É algo que nos empolga, ficamos felizes em conseguir desenvolver algo que não está no hábito das políticas públicas municipais. Nós, gestores, somos levados por um ambiente de cobrança, de imediatismo, das funções obrigatórias, deixamos de praticar algo inovador e nos perdemos muito nisso. Avalio que a ação está sendo muito pedagógica, está muito de ensinamento para se atuar nas políticas públicas e, inclusive de se ter expressividade política. É uma prática que a gente percebe que ela educa a sociedade enquanto cidadãos e enquanto eleitores também.

A prefeitura pensa em desenvolver outros projetos alinhados com os ODS? Ou já tem outros projetos em andamento que fazem referência aos ODS?

José Ranieri: A gente pretende sim fortalecer essa ação e perspectiva de atender aos outros Objetivos e continuar submetendo as ações aos ODS. Tem uma ação aqui na Secretaria de Assistência Social, um trabalho de intersetorialidade, para as secretarias trabalharem muito articuladas. Lá tem um trabalho chamado “Sementes do Seridó” que trabalha com jovens adolescentes em situação de vulnerabilidade social extrema, aqueles que estão realmente em conflito com a lei. Esse trabalho ocorre em parceria também com o IFPB, a Secretaria através do CRAS (Centro de Referência de Assistência Social) cadastra os jovens, os convida, oferece condições de que se garanta o anonimato, que não se publicize um jovem viciado em drogas e esses jovens estão também envolvidos no trabalho. Já tem um ano que está ocorrendo um novo cadastramento e nós acreditamos que isso pode estar sendo contextualizado com os objetivos. A inclusão de jovens adolescentes em situação de conflito com a lei nesse trabalho com a educação, com experimentos relacionados a hortaliças, cultivo de mudas árboreas que são resistentes à seca, utilização de adubo é muito importante. Esse projeto também, depois do centro de compostagem, está nos nossos planos de submeter aos ODS.

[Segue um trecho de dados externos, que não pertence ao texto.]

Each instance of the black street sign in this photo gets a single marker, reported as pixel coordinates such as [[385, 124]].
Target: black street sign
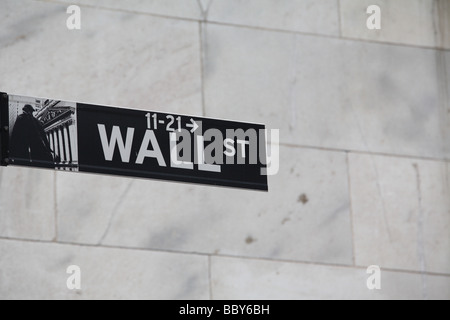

Na sua visão, como os ODS podem ajudar os municípios brasileiros?

José Ranieri: Como os ODS estão muito na ordem do dia e, por outro lado, há uma cobrança aos gestores para que se promova práticas sustentáveis nas políticas públicas. Os ODS oferecem esse incentivo, esse desejo de praticar. Há uma publicidade importante: o gestor, o município passa a ser mais conhecido e reconhecido em âmbito nacional, até mesmo internacional. Eu avalio que os ODS dão uma contribuição no sentido de incentivar os gestores municipais e a sociedade a desenvolver práticas sustentáveis, inclusivas. Ele faz com que os gestores e a organização manifestem o desejo de desenvolver a prática.

​Nós nem sabíamos dos ODS, não tínhamos consciência dos ODS, nós iniciamos, já estávamos com um projeto em pleno andamento e só fomos saber depois. Agora com o Prêmio, nós estamos muito cheios de “gás” com isso. Eu acho que é isso que deve acontecer: esse tipo de “gás” que os ODS dão para que se desenvolvam práticas.

​Nós vamos ao encontro da necessidade principal daqui que é enfrentar a problemática da desertificação. Picuí está localizado no lugar mais crítico do quarto núcleo de desertificação do Brasil. Temos esse papel de desenvolver práticas locais, não precisa trazer nada de fora, nada de algo sofisticado. Muitos acreditavam que ia precisar trazer algo de fora, que seria necessária tecnologia externa para se enfrentar o problema da desertificação e nós apresentamos uma solução local para o que estava provocando a poluição urbana e que provocava dano ambiental. Nós estamos diminuindo os impactos do próprio material. E com um baixo custo! A prefeitura hoje faz a coleta separada com os mesmos equipamentos de antes, apenas separa. Há uma consciência sendo construída, no comércio local também. Estamos criando um selo para cada local/comércio que trabalha como estabelecimento participante e que tem um funcionário para fazer a tritura. O restante, a natureza faz.